The group traveled from their village near Lake Vanern in central Sweden to Gothenburg’s harbor. They sailed on the Diana from Gothenburg to Frederickshavn in Denmark, then took another ship to Bremen, Germany where they boarded a German steam/clipper ship the SS Hermann built 1865.
They landed in Baltimore on November 11, 1886 and traveled by train to Minneapolis where my great-grandfather August Johnson was waiting for them. He was sitting on the porch of a boarding house, when his wife and his three children came trundling along the walk, looking, according to the family story, like gypsies.
The iron-bound wooden trunk you see in the photographs also went to the New World, via Liverpool and then to Baltimore. I am sure the family traveled with smaller bags, too.
What do you think Carolina packed in that trunk? Was my grandmother Milda Kristina allowed to put something in it? What would you take from home across an ocean to a new land?
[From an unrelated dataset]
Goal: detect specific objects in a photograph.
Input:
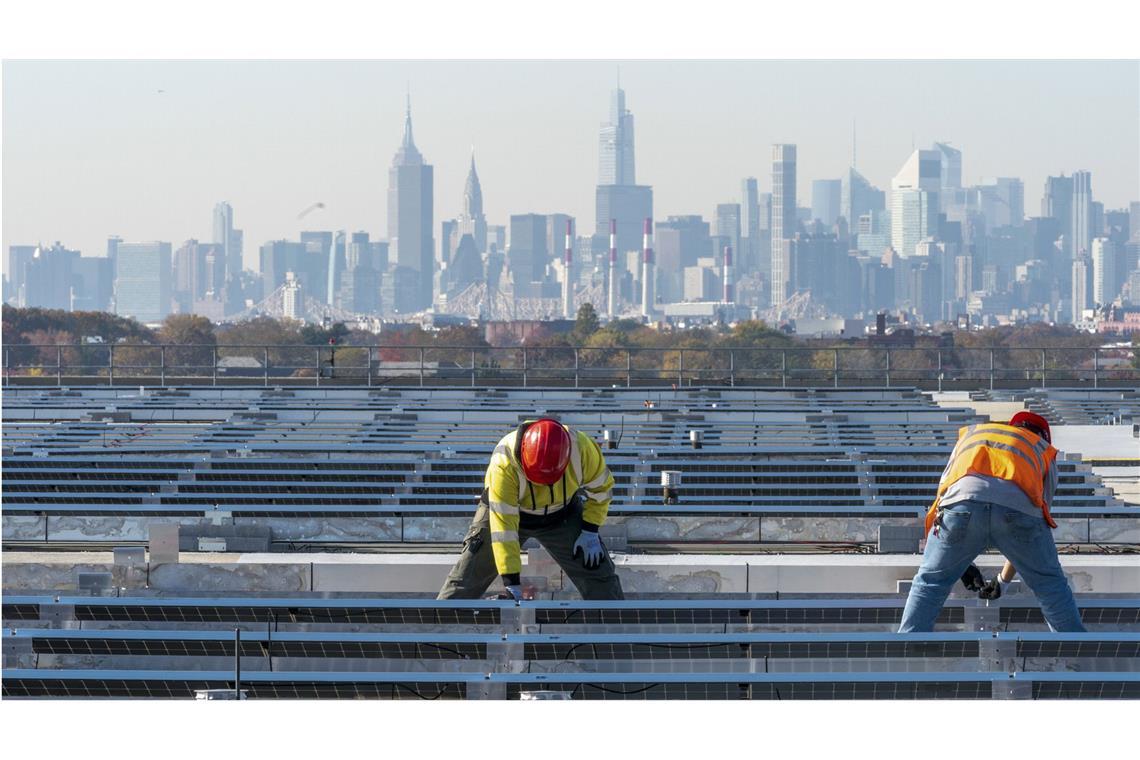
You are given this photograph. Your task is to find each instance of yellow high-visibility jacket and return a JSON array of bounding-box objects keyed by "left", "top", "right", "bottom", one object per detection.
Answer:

The trunk, a cherished family heirloom, now sits in the home of one of Milda’s great-granddaughters.
Last June, I stood on the bow of the canal boat M/S Juno built 1874 as it sailed out of Gothenburg harbor on its way to the Gota Canal system of rivers, canals, and lakes, and ultimately into the North Sea and the docks of Stockholm. I thought about those brave women in my family who sailed from that same harbor across the Atlantic Ocean, and that wooden trunk containing pieces of their lives. I felt a circle had been closed. And I was grateful for the traits of tenacity, resiliency, and courage I have inherited.